Whilst I think it is brilliant that a Google recruiter prepared a candidate really well for their job interview, shouldn't this be the norm?
Without preparing candidates for their interview isn't it just throwing two people together and see what happens? In fact, is it even a good use of valuable time?
I know this happens as I can't tell you how many companies I meet interview candidate after candidate from recruitment agencies all of whom are ill prepared and not even close to what they need in their business. This is one of the key reasons why our industry has such a bad reputation.
I am proud to say that our Executive Search Consultants at Collingwood focus on ensuring that both our clients and candidates are well briefed before any interview and there is good reason for them to meet one another. Investing time to really understand what is required and what makes both parties "tick" is crucial in any recruitment process and ensures a high probability of success for achieving a good match and a job offer. Interviews should not be like a blind date and maximising the time our clients and candidates spend in the process is critical.
Thoroughly briefing candidates really is not "rocket science" but it appears to be a rare event!

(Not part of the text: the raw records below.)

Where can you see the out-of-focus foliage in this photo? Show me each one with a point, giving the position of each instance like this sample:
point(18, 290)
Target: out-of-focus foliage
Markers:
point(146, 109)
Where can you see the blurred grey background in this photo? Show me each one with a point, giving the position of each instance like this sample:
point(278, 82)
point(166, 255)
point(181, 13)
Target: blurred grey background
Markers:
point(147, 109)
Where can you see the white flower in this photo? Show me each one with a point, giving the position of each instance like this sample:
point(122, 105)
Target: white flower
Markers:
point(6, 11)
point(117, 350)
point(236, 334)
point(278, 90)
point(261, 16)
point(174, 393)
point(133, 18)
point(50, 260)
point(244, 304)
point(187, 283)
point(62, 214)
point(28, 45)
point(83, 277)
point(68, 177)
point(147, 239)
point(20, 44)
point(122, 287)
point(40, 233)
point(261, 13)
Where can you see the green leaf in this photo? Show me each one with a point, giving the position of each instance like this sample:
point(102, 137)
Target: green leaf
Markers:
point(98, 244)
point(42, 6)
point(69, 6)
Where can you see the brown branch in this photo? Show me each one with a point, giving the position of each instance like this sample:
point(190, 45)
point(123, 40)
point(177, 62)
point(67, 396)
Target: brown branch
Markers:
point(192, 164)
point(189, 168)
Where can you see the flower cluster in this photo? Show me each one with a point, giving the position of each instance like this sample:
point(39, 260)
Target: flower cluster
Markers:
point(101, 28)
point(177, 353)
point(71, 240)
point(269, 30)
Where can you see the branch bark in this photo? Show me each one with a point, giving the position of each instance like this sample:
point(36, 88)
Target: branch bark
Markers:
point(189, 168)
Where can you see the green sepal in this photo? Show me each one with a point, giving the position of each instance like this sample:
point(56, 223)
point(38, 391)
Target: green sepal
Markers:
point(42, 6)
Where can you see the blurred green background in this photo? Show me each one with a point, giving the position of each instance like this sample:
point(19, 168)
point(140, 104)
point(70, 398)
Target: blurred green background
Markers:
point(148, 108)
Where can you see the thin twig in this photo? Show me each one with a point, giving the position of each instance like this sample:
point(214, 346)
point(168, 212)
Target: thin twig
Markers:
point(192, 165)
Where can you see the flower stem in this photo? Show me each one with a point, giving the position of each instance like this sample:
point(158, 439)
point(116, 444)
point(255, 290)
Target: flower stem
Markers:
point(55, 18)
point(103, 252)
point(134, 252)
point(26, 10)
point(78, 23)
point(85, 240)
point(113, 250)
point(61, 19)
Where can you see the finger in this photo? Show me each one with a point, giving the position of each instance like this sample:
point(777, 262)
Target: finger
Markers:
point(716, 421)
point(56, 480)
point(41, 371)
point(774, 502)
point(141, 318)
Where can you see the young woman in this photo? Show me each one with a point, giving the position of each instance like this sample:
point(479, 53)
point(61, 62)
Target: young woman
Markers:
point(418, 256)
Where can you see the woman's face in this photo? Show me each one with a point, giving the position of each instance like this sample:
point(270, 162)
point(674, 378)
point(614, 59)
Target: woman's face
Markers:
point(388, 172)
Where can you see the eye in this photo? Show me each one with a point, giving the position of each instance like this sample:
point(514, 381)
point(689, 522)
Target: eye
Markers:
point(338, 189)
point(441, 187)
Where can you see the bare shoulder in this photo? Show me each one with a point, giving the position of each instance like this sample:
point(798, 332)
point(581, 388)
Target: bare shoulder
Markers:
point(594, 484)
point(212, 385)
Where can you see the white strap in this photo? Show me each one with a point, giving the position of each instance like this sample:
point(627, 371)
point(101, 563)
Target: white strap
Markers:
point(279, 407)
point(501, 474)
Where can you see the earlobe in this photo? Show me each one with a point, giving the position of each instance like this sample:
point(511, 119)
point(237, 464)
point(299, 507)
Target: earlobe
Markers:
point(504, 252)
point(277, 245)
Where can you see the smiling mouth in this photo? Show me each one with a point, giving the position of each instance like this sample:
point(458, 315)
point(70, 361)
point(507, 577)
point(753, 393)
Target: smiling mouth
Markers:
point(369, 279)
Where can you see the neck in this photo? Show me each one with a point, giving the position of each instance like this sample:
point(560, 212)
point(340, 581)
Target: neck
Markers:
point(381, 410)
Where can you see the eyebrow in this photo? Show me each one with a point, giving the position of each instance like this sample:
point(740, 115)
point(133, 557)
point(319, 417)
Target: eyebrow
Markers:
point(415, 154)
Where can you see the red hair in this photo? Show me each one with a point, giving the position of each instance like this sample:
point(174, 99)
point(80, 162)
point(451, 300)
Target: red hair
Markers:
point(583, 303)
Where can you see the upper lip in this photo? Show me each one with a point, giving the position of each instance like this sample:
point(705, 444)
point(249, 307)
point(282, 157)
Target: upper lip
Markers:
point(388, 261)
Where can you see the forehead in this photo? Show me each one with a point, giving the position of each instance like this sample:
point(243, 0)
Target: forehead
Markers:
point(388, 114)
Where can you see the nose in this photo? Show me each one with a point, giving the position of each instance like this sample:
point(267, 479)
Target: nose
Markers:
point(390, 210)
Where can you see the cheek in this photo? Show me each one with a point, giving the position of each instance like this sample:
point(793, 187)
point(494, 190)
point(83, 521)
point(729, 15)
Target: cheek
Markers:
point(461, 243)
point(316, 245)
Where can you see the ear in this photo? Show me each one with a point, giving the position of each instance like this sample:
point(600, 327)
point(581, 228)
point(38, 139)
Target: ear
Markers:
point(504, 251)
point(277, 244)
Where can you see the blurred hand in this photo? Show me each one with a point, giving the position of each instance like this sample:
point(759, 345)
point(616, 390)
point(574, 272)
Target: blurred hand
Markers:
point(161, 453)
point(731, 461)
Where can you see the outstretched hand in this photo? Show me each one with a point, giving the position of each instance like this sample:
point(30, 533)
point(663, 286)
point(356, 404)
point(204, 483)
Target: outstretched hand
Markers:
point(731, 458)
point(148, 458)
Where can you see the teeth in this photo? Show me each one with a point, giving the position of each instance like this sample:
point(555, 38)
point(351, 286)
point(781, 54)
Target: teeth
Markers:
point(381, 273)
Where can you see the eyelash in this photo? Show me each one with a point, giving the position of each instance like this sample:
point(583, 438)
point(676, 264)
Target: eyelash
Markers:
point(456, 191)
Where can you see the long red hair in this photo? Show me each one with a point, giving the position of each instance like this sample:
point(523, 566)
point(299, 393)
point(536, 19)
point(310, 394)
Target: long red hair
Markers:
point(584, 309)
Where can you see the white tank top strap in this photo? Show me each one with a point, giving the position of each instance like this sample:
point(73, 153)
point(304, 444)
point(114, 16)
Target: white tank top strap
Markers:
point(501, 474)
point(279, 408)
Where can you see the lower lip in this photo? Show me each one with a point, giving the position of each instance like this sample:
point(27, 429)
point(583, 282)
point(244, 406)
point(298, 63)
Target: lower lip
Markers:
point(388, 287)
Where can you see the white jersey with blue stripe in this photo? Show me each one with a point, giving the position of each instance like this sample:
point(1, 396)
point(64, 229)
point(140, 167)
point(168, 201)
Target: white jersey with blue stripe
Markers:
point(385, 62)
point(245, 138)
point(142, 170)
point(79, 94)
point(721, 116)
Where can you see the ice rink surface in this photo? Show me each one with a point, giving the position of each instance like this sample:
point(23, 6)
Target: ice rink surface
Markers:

In August 2015, a friend of mine applied for a job as a product manager at Google. After the initial screening step, he received an email from the recruiter, telling him what to expect in a phone interview with a senior PM at Google. When he shared it with me, I couldn't believe it. In my work at Recruitring, a candidate prescreening-call platform, I've never seen an email that makes it feel like the recruiter is working for the candidate rather than the company. But this one did. The recruiter told the candidate what types of questions to expect and how to prepare, including suggested websites and blogs to read before showing up. The approach actually makes so much sense. A recruiter's job is to make sure the two people fall in love — the candidate and the hiring manager.